We can help. Again and again I hear humanitarian organisations talking about the same logistical problems. They are underfunded – of the US$2.2 billion of funding earmarked for the crisis for the 2014-15 period, only $160 million of that pledged by non-government donors has been received. They demand a greater level of EU and UN coordination, pointing out that those states that do not want to take part in the military coalition can still contribute to humanitarian efforts.
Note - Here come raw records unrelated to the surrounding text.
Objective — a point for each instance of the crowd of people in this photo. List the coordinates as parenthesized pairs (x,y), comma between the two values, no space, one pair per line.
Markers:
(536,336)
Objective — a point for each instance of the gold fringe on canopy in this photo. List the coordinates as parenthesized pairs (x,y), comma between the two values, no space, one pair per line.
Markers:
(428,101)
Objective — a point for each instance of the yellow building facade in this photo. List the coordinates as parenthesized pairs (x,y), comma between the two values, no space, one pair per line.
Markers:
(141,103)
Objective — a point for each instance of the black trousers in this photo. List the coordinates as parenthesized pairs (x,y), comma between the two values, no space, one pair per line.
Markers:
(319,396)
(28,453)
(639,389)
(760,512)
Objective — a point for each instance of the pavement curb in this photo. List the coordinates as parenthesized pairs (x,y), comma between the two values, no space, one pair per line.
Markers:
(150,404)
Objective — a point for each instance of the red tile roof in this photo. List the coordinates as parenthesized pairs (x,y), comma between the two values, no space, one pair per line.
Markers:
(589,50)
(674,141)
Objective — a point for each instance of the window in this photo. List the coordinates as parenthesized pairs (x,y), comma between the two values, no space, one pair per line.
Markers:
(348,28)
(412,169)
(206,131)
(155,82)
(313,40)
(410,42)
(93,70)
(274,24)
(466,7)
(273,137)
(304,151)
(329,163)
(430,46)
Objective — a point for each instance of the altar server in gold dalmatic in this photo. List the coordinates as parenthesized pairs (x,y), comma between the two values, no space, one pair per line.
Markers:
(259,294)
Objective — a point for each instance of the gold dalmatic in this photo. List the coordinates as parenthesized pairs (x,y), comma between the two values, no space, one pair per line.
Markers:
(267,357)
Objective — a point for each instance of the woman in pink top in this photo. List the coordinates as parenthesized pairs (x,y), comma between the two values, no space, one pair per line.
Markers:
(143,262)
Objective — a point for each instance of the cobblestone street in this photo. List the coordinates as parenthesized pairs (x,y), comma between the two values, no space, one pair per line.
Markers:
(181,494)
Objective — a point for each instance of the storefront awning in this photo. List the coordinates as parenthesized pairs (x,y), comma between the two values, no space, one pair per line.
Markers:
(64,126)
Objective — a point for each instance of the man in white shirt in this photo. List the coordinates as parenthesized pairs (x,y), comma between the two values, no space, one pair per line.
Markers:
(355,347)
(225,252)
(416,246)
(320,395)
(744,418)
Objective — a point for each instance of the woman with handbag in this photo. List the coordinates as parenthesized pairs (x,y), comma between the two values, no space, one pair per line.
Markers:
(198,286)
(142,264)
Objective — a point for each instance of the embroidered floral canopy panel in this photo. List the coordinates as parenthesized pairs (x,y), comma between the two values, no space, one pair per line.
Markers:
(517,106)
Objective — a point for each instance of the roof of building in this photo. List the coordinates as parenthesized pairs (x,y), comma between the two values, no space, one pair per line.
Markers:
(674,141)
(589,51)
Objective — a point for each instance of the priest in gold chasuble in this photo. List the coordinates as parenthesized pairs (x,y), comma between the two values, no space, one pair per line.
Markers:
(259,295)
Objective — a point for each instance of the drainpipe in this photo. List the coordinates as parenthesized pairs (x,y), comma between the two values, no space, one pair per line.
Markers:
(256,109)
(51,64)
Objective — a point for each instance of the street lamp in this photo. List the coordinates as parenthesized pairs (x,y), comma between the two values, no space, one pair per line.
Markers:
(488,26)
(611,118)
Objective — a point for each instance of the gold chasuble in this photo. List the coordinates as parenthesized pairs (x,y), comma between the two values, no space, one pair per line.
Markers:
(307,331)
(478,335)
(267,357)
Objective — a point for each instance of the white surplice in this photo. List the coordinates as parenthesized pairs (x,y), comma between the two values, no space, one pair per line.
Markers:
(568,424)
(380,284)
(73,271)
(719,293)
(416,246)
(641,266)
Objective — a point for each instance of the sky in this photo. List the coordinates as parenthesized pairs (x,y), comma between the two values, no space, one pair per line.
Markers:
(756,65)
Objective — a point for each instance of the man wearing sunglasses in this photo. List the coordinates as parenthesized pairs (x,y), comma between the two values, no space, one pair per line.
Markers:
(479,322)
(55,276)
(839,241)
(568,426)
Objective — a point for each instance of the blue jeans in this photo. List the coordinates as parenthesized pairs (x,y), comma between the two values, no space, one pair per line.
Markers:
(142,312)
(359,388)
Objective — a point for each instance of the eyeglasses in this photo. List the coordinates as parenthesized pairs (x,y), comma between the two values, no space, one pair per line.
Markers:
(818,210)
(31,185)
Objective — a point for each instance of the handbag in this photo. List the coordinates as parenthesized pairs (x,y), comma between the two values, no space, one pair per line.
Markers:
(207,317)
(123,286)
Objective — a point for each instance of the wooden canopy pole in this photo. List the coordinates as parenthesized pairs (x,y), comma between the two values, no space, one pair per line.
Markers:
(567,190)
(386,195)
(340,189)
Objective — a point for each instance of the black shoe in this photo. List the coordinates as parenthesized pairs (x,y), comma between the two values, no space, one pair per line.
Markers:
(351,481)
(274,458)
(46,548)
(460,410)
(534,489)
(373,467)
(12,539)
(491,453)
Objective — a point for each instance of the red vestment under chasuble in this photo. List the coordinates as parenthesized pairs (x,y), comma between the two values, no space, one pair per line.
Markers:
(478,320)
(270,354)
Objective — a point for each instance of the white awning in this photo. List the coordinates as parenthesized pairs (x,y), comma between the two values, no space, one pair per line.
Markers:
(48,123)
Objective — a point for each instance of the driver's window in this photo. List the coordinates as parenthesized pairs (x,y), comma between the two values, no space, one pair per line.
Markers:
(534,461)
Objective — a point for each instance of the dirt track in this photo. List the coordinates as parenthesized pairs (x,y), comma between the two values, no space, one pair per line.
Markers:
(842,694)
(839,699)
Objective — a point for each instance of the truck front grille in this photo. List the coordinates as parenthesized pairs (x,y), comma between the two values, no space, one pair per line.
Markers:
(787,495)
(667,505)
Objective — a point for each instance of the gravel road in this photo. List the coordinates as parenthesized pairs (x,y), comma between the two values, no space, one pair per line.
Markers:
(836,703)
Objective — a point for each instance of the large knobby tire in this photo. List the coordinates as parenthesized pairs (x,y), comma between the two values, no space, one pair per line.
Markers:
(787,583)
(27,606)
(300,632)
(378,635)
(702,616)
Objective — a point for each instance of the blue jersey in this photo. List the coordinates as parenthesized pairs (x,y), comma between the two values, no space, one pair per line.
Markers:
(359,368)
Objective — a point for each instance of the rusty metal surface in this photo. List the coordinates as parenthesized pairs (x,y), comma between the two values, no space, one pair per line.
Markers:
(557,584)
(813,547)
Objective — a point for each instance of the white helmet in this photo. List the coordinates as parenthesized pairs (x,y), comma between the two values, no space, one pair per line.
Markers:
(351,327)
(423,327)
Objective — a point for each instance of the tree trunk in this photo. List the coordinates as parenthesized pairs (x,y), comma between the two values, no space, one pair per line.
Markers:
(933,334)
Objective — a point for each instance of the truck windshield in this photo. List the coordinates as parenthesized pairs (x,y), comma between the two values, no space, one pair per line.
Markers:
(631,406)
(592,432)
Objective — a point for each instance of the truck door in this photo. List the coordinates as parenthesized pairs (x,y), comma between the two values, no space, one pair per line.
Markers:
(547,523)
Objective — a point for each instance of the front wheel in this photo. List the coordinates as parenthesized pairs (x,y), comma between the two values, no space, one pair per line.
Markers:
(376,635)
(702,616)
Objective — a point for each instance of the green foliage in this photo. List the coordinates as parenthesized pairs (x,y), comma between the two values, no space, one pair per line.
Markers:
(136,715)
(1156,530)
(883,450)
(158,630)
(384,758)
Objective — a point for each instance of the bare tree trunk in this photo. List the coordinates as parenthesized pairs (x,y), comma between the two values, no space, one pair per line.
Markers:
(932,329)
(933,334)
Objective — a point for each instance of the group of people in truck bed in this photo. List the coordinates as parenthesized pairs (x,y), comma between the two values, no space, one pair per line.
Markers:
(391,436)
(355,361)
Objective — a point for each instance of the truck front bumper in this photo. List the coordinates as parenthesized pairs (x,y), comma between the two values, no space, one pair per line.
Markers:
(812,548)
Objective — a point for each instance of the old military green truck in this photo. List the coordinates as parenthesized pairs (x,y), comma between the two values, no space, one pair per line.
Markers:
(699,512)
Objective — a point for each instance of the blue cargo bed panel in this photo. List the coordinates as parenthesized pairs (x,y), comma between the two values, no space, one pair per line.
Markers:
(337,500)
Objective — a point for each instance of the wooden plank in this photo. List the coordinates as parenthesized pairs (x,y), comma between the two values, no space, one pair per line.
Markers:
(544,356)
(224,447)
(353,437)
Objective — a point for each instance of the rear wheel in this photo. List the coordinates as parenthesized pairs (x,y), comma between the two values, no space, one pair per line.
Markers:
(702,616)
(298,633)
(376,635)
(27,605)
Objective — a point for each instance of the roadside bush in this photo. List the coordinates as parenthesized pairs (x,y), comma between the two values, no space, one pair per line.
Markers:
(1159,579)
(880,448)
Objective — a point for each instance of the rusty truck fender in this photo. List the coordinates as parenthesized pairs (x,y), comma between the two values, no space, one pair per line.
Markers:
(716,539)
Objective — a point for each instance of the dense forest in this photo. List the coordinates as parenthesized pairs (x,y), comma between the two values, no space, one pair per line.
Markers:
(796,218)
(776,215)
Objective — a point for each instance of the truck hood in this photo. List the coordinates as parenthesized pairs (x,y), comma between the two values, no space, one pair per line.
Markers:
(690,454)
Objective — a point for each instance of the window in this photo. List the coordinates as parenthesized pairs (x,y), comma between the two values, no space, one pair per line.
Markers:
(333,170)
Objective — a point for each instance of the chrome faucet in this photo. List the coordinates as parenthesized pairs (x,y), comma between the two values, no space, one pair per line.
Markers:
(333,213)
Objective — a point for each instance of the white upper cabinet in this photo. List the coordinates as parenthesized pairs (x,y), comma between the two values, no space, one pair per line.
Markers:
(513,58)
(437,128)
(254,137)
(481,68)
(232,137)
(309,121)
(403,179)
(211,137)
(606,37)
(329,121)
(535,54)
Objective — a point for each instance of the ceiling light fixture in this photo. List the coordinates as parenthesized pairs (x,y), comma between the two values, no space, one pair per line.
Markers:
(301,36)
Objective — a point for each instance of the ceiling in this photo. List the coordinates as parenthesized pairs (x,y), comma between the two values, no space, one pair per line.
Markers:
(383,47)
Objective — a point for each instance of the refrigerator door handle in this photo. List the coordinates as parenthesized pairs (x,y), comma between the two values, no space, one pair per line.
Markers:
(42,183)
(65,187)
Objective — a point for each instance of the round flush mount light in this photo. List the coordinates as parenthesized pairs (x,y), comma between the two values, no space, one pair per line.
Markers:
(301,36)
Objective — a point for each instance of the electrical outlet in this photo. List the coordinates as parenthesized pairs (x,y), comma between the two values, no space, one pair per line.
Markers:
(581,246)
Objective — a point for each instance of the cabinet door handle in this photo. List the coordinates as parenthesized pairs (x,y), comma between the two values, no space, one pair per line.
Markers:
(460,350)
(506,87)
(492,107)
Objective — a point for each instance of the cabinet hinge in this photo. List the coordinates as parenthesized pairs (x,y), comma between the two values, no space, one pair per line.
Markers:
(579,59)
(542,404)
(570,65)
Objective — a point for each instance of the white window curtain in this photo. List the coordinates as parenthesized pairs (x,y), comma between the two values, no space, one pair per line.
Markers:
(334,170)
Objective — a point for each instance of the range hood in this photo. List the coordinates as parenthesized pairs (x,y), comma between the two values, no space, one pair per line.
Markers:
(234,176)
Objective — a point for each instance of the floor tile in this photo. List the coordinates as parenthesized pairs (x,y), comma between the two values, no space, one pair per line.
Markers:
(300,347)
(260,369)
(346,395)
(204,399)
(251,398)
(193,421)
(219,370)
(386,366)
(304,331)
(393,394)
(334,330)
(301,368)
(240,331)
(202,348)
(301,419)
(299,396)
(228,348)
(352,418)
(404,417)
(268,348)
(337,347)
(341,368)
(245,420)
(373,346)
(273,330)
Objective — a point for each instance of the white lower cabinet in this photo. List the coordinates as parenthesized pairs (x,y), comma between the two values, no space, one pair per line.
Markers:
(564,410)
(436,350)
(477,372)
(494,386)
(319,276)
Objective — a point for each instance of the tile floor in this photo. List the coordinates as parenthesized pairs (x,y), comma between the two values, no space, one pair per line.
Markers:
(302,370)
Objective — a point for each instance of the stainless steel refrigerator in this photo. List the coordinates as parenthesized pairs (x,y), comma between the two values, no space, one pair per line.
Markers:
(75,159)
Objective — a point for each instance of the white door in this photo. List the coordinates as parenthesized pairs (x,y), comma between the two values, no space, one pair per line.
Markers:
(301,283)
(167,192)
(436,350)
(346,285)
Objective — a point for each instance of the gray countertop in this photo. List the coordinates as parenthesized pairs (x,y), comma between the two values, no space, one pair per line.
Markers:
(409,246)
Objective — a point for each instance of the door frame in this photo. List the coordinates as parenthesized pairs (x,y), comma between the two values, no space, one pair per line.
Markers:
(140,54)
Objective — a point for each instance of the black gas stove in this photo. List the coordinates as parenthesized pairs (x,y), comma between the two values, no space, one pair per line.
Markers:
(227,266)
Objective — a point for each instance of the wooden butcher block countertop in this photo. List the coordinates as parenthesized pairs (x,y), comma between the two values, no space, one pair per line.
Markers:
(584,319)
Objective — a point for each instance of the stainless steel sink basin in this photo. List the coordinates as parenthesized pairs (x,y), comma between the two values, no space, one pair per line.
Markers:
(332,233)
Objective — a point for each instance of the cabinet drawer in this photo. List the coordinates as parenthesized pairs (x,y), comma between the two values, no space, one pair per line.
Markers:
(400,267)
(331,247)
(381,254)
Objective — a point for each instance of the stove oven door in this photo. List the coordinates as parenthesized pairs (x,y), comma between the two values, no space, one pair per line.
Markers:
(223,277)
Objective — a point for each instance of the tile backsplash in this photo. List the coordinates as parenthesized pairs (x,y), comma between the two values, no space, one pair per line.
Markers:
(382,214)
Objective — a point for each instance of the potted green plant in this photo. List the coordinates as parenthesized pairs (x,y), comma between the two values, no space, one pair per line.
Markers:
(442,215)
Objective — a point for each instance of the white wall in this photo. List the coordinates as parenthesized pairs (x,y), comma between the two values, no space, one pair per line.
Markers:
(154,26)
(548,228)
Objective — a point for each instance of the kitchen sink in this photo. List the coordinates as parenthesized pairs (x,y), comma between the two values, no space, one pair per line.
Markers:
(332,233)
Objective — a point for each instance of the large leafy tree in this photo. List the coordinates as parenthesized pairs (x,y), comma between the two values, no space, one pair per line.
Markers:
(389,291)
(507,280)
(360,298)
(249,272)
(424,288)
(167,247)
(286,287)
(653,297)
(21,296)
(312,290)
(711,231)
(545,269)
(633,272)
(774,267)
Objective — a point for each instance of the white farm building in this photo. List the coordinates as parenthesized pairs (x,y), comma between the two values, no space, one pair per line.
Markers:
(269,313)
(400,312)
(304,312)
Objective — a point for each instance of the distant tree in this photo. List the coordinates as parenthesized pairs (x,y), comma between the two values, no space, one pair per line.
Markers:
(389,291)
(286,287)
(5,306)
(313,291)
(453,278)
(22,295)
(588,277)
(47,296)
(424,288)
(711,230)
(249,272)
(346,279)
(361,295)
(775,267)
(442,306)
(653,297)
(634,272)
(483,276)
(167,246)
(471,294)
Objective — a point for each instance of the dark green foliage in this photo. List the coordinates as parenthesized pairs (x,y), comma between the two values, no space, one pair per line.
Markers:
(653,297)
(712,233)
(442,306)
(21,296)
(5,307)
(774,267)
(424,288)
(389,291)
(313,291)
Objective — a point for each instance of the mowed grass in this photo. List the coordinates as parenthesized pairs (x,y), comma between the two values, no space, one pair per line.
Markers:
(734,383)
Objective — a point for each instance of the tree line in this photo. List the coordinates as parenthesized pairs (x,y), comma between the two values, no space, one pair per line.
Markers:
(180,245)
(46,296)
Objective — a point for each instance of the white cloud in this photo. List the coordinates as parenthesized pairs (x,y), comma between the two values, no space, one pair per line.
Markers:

It is also important that we provide aid for all of those affected by the conflict in Iraq. At least a further 193,000 Iraqi refugees in Turkey, Jordan and Syria are among those who must not be forgotten in any attempt to provide help. Areas under ISIS control have not received any humanitarian aid at all. The UNHCR estimates it has been able to provide 559,000 internally displaced persons with sufficient shelter and non-food aid to prepare for the coming winter: compared with the 2 million displaced in 2014 so far, this is not very many.
Above all, given the humanitarian crisis on our hands, it is imperative that EU member states pay no heed to any suggestions, often voiced by the far right, that asylum seekers should be turned away or refugees returned to Iraq. The country is overburdened and cannot cope with the strain of those refugees and IDPs it already has. To send back those who arrive at our shores, in the words of Vincent de Longeaux of the ‘Fraternity in Iraq’ association, would be tantamount to sending them to their deaths.
Equally, we cannot pretend that those already receiving aid in Iraq are now safe, because they decidedly are not. They need our continued support, even beyond this current conflict.
The European Union, and the Western world as a whole, cannot talk the talk when it comes to military intervention while neglecting the equally pressing humanitarian situation, which is actually now the root cause of the growth in extremism. We have a duty to act, and to provide for the people of Iraq every bit as much as we take away from their oppressors in ISIS and other extremist groups.